Please don't misunderstand: I'm not blaming my kids for holding me back from my travels. They are in fact blameless through and through. They did not ask to be brought into this world. The very least I could do is wait until they were successfully launched into their lives before I began mine.
And then there is the financial aspect to consider. No matter how you slice it, travel in America is expensive. Even the poorest hotels generally go for no less than $45 per night, and good luck finding those prices along a highway. Gas, while cheaper than anywhere else in the world, still comprises perhaps the largest chunk of a traveler's budget. Eating on the road can be pricey, too. A truck stop or diner meal will run about $12-15 just for a sandwich and a side of fries. The quality of that food might be questionable, leading you to have to pull into one rest stop after another.
The Eisenhower Interstate system is a marvel! It is easy to navigate: even numbers run east-west and odd numbers north-south. Highway number designations increase the further a traveler heads west, with the exception of Highways #s1 and 95: #1 runs down the west coast and #95 down the east coast. Rest stops are themed to the region: adobe constructions in the desert, saltboxes in the northwest and cedar or pine constructions along the southern routes.
I preferred driving at night, when traffic was lighter and temps were cooler.
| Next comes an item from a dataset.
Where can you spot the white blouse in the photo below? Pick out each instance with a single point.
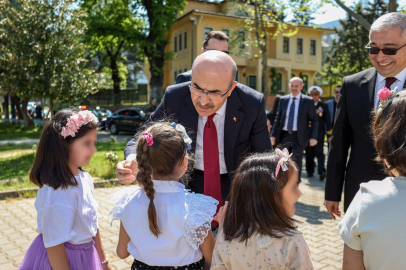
(67, 215)
(184, 220)
(375, 223)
In doing so I missed what probably should have been seen during the day. If I had been traveling freely, in the spirit I now travel in, I would have most likely made the most of the daylight and pulled in to every attraction (I could afford). Can't really berate myself, though. Most of my driving for travel was mission-bound: visiting friends and family, and attending weddings and graduations.
The one time I did drive by day was my 2 weeks in the desert. No cellphone towers, no conference calls, no one else but me. Hour after hour, mile by mile I enjoyed the vast nothingness and the empty road. I don't think I talked with more than 20 people during that entire time, most of them being campground managers – no motels for me. I had brought my food, so I didn't need to shop for anything.
That trip completely changed me. In the middle of that vast nowhere I was forced to realize how small and defenseless I really am. All the meetings, the demands for my time or expertise at work, social exigences, all appearances... none of that mattered to the deer that nosed her way through the brambles I camped by and stood 3 meters away, looking at me. Silent and still, I returned her gaze. We communed at sunrise, oblivious to the world around us. After she left I broke camp, loaded up the car and drove on, windows down for the wind to swirl around me.
It is that feeling of peace, of not being in control or even having to be in control that assails me every time I hit the rails to a place I've never been in China. I don't conduct the train. I'm not in charge of anyone or anything and I have no expectations of my destination. I only have myself to look out for, and I'm no more important than anything else I might encounter along my way.
Maybe it takes being in timeless, beautiful China where my time is free and all my defenses are down to allow myself to be a true vagabond.